Aqui, outro erro é comum: em virtude dos pequenos valores das condenações, diversas empresas optam, simplesmente, por aceitá-las, deixando de recorrer e, em certos casos, até de se defender. O argumento principal é o de que os valores dos pedidos são mais baratos do que contratar advogados.


De fato, em muitos dos casos, isso é verdade – mas nem assim é uma boa opção.


As condenações em massa, além do prejuízo financeiro, colaboram para a solidificação de determinada tese, de modo que a defesa se torna, com a repetição de decisões similares e desfavoráveis, absolutamente inviável e difícil.


Uma boa estratégia logo no início, com uma boa tese e bons esclarecimentos, além de evitar problemas futuros, evita perdas futuras e ações futuras, tudo em corrente. Isso porque consumidores, ao notarem que determinado tipo de ação terá sempre uma decisão favorável, tendem a recorrer à justiça pelo mesmo motivo – se essas decisões forem menos recorrentes, sentir-se-ão desencorajados.

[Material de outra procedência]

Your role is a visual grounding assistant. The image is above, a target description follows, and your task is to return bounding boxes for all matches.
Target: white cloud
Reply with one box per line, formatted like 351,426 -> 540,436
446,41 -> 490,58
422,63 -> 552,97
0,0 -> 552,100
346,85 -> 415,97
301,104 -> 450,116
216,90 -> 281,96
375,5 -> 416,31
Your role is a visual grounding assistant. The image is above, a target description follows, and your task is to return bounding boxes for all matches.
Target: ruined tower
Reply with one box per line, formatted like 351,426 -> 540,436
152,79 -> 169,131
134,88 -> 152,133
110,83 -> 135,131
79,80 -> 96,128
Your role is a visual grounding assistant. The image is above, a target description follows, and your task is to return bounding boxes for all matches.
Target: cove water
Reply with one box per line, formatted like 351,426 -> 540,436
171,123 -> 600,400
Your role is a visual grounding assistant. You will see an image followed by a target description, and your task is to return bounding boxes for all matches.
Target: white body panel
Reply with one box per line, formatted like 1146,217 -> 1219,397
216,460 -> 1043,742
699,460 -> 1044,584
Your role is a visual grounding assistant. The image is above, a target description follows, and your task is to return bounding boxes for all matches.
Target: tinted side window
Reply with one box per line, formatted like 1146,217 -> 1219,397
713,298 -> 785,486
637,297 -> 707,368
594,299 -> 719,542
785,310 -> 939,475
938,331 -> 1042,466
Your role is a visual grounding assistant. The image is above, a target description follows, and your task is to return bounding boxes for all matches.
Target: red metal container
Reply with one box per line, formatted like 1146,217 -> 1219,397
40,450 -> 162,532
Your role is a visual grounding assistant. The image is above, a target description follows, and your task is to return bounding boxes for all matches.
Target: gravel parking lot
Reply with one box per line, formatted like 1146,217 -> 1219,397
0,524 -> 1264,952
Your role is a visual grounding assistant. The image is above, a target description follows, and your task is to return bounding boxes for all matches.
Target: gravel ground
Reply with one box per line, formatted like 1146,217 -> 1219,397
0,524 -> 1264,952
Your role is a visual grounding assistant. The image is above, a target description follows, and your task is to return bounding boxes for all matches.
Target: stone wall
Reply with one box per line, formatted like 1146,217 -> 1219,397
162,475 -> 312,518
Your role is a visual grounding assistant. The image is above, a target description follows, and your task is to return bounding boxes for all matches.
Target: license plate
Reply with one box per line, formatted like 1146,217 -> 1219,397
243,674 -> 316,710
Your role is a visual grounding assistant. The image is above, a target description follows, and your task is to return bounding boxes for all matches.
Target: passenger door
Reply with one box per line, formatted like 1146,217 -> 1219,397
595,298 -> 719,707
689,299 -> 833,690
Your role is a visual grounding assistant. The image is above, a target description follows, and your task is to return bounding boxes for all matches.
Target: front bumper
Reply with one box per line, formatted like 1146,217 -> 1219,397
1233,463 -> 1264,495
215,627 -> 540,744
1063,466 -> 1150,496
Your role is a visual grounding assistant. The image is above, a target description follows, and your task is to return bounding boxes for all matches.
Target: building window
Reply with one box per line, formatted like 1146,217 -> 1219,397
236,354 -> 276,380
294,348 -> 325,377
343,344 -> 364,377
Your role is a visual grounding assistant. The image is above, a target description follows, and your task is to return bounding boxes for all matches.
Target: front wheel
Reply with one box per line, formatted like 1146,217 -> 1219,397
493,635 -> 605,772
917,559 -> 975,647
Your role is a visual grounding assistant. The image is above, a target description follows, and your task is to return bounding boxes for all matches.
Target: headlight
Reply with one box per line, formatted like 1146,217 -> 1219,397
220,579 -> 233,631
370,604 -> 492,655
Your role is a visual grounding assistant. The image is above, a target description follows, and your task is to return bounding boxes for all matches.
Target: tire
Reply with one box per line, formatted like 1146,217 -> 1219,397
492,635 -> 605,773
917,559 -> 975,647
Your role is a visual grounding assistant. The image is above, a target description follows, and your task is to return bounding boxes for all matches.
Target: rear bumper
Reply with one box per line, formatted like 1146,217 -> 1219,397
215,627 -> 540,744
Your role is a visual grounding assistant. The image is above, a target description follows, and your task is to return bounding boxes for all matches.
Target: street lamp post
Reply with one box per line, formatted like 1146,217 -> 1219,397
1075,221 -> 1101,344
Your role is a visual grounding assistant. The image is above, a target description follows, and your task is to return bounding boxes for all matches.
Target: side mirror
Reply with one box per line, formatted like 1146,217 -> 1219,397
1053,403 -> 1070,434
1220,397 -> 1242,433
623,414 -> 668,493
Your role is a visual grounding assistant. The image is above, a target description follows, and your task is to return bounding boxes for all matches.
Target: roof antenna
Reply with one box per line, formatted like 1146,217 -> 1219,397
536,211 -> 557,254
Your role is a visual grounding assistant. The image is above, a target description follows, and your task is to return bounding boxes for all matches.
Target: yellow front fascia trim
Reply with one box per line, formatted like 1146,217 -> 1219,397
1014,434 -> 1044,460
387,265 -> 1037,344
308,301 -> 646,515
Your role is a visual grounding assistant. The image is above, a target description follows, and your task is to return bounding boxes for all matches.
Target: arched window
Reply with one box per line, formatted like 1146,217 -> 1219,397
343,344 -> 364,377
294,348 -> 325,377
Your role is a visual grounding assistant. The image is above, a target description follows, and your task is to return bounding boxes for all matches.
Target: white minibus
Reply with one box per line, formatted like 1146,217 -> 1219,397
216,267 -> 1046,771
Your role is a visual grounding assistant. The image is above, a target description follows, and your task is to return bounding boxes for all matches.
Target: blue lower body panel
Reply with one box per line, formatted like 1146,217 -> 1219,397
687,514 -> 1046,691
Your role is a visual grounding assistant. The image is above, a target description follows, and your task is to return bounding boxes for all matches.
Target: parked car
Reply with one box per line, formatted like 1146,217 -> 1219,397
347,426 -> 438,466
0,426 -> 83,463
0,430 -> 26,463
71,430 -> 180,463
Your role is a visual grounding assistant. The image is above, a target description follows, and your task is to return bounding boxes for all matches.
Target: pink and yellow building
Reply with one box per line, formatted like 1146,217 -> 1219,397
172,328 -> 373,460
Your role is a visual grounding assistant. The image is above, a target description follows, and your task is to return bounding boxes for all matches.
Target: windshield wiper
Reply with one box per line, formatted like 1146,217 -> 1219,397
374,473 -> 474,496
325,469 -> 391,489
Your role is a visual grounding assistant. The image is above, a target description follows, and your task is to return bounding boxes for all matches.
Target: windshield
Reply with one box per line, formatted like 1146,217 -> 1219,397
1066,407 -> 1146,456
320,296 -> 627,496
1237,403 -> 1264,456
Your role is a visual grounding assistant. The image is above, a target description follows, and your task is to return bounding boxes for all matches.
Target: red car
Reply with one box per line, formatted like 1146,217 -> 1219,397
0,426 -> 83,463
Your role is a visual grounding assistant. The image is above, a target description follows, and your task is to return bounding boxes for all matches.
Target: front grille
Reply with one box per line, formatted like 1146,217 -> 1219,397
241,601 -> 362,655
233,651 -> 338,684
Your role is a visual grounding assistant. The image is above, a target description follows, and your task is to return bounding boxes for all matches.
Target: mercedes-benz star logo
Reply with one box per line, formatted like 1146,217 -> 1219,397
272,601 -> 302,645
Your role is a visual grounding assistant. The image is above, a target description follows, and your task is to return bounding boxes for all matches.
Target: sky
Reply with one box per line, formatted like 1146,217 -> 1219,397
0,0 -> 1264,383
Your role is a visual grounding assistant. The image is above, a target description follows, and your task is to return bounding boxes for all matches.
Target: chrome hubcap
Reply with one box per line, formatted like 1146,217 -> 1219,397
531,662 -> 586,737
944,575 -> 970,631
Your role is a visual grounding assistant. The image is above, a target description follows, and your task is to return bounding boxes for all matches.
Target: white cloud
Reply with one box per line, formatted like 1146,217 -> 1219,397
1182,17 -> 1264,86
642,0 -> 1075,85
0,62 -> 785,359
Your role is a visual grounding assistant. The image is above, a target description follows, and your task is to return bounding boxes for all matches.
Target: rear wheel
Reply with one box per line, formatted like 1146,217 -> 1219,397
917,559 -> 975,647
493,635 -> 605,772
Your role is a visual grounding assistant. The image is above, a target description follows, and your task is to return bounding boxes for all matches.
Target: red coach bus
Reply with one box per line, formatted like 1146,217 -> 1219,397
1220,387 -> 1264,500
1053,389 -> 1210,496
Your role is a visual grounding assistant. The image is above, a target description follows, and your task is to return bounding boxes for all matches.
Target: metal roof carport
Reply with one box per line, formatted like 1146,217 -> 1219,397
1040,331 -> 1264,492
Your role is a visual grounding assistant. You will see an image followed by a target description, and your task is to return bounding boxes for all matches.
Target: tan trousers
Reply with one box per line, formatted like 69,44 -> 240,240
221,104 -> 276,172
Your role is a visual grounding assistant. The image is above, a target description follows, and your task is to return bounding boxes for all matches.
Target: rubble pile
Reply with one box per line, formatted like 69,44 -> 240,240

Como se pode notar, uma boa assessoria jurídica, que passe pelas descrições do serviço praticado às estratégias de litigância, pode gerar mais tranquilidade ao empresário, economias e, principalmente, credibilidade ao seu negócio. O descaso com as questões administrativas e judiciais mencionadas acima pode até parecer menos custoso em um primeiro momento; no entanto, com o passar do tempo, e com a prática reiterada de atos passíveis de punição, os prejuízos vêm à tona e o custo do negócio apenas encarece.